The court heard that in the 1980s, Hall molested a nine-year-old girl by putting his hand up her clothing.
He also kissed a 13-year-old girl on the lips after saying to her: "People need to show thanks in other ways."
On another occasion in the 1970s he fondled the breast of a girl aged 16 or 17, the court was told.
In an interview with ITV News, one of Hall's victims said he had "tried to force himself on me... and it was only the fact there was someone walking along the corridor and the floor creaked that he stopped and I managed to get away.
"I will never ever forget that voice," she said.
Political writer Linda McDougall was a television producer in Manchester in the late 1960s and 70s and worked with Hall.
She said: "He had what used to be the old medical room, Stuart occupied this during the afternoons while we were rehearsing for Look North and he had lady friends who came and went happily on to the BBC premises and kept him occupied during the afternoon.

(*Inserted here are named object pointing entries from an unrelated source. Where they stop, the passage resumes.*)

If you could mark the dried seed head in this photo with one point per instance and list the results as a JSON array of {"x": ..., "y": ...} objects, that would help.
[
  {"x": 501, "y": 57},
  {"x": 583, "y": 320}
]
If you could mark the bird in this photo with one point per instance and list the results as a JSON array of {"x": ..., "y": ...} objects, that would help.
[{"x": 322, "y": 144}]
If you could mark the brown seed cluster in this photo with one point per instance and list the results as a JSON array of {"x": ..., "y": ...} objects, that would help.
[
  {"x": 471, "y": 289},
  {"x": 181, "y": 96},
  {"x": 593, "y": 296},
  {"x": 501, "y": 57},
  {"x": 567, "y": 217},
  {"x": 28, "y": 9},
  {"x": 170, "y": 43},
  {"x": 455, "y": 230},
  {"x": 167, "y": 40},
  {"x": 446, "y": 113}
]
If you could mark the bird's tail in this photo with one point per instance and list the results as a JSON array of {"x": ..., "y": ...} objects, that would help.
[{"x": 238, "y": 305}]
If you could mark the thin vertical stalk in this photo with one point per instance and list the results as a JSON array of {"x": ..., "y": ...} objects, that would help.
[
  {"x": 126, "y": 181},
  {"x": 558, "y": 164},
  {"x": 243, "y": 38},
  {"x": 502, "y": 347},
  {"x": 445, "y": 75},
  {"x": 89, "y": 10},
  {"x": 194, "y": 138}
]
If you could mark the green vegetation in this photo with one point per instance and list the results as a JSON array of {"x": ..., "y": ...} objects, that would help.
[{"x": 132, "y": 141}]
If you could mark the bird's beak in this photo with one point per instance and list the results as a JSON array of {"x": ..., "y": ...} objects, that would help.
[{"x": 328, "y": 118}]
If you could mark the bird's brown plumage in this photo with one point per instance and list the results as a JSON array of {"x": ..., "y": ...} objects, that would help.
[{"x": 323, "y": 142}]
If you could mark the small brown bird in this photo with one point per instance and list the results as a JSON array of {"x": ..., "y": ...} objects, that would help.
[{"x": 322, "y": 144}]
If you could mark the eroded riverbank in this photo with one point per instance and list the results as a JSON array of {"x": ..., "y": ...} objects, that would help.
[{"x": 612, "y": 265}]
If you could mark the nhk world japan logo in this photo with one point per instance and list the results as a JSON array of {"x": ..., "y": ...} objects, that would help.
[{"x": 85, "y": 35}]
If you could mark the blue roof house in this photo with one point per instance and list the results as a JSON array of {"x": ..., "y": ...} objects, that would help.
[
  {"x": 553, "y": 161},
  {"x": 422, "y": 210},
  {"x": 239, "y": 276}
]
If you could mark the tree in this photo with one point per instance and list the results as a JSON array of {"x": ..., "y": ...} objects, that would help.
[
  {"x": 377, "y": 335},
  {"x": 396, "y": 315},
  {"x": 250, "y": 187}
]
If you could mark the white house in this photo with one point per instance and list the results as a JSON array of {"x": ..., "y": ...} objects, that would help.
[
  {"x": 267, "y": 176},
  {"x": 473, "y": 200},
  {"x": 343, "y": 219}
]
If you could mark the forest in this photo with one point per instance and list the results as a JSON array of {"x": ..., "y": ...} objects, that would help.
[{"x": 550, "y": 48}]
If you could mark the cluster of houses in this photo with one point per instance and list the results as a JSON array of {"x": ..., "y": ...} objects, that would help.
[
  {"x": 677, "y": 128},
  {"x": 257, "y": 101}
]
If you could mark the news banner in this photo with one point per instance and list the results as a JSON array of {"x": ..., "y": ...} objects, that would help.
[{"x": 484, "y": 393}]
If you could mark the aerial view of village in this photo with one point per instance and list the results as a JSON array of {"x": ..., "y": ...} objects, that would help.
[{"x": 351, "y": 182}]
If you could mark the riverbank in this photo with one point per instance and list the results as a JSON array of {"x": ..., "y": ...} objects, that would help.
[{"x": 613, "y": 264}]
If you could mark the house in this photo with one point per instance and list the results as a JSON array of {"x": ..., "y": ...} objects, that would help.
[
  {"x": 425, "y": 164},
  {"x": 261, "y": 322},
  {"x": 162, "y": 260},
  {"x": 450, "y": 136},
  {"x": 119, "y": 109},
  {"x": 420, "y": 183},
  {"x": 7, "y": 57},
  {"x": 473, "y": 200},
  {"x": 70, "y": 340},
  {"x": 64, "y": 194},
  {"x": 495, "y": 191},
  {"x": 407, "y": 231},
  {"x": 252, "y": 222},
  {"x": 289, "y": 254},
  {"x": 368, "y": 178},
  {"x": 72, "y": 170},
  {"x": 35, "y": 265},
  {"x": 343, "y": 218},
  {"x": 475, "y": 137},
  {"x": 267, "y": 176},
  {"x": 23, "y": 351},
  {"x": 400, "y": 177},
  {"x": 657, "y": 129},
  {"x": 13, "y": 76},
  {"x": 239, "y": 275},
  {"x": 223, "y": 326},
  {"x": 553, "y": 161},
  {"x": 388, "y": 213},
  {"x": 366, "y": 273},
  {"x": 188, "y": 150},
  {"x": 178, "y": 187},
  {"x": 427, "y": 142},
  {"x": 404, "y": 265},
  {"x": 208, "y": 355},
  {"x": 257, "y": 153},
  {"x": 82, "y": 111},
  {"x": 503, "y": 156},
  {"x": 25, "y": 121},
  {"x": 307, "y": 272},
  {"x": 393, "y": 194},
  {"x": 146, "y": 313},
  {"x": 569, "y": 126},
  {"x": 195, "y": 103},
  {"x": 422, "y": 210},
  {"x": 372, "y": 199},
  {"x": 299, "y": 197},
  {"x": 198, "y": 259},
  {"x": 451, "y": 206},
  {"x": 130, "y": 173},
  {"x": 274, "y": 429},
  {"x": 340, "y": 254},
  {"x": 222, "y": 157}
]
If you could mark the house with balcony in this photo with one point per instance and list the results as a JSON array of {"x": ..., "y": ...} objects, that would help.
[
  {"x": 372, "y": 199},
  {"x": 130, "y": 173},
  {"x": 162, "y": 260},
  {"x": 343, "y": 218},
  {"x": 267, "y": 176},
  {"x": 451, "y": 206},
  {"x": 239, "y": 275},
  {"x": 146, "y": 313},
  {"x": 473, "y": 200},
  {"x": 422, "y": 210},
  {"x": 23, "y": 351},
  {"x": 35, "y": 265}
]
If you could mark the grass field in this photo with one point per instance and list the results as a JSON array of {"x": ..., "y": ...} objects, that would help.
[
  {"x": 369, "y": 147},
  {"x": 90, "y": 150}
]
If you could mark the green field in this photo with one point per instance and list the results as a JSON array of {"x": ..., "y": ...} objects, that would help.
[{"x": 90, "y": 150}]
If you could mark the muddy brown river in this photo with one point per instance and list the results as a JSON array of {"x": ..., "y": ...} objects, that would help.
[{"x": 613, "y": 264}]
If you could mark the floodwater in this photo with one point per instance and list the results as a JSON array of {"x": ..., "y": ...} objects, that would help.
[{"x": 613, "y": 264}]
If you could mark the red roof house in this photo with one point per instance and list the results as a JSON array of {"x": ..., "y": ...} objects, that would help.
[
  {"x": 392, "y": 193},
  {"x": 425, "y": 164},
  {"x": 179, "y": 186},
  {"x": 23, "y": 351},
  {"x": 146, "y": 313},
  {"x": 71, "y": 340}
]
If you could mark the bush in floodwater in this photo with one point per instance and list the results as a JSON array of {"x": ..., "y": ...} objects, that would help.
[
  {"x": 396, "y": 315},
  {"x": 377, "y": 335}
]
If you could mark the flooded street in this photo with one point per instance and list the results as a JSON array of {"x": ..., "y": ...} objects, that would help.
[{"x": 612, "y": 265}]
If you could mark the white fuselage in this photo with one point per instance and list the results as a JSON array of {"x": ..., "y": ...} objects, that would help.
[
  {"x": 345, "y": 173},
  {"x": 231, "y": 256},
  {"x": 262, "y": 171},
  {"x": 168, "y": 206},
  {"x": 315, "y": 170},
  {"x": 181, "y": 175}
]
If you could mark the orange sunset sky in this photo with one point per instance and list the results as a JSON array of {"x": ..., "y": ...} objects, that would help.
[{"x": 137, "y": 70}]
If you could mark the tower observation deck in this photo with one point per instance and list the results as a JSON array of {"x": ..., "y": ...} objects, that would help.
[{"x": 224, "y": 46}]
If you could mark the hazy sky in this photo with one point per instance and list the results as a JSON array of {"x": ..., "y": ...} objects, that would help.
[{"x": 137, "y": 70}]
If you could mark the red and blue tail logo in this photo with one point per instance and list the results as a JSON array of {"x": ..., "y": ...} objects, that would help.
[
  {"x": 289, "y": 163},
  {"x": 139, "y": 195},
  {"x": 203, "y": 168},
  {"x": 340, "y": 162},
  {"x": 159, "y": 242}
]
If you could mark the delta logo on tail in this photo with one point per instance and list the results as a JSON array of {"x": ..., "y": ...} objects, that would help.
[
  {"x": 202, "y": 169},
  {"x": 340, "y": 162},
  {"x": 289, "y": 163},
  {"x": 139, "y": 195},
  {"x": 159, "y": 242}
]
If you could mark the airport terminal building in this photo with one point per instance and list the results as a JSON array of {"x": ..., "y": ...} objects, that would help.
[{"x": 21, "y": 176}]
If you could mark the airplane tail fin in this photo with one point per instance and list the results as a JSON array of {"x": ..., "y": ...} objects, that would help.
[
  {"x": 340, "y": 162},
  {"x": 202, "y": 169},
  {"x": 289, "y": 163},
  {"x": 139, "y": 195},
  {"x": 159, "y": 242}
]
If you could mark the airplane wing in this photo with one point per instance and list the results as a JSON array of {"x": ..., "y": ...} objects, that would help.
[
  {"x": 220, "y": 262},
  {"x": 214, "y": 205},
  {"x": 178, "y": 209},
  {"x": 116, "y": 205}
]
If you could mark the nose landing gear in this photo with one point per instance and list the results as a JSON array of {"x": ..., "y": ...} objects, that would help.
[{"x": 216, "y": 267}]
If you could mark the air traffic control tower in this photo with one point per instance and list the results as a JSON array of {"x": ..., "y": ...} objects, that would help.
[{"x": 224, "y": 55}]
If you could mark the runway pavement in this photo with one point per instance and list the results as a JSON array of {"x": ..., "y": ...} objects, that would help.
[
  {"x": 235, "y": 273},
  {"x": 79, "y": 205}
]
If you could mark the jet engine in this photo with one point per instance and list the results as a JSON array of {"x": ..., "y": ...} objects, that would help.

"Frankly, he was a complete nuisance, he was one of those people who had his hands all over you and all over any female that came in any moment he [could]."
In response to allegations Hall used BBC premises, a corporation spokesperson said: "We are aware of a number of allegations that have been made in relation to Stuart Hall and where appropriate these are being passed on to the police or the Dame Janet Smith Review that is looking at the culture of the BBC during the 70s and 80s."
Hall was initially arrested in December and made a statement labelling the claims "pernicious, callous, cruel and above all spurious".
He has been a familiar face and voice in British broadcasting for half a century, and was appointed OBE in the 2012 New Year Honours.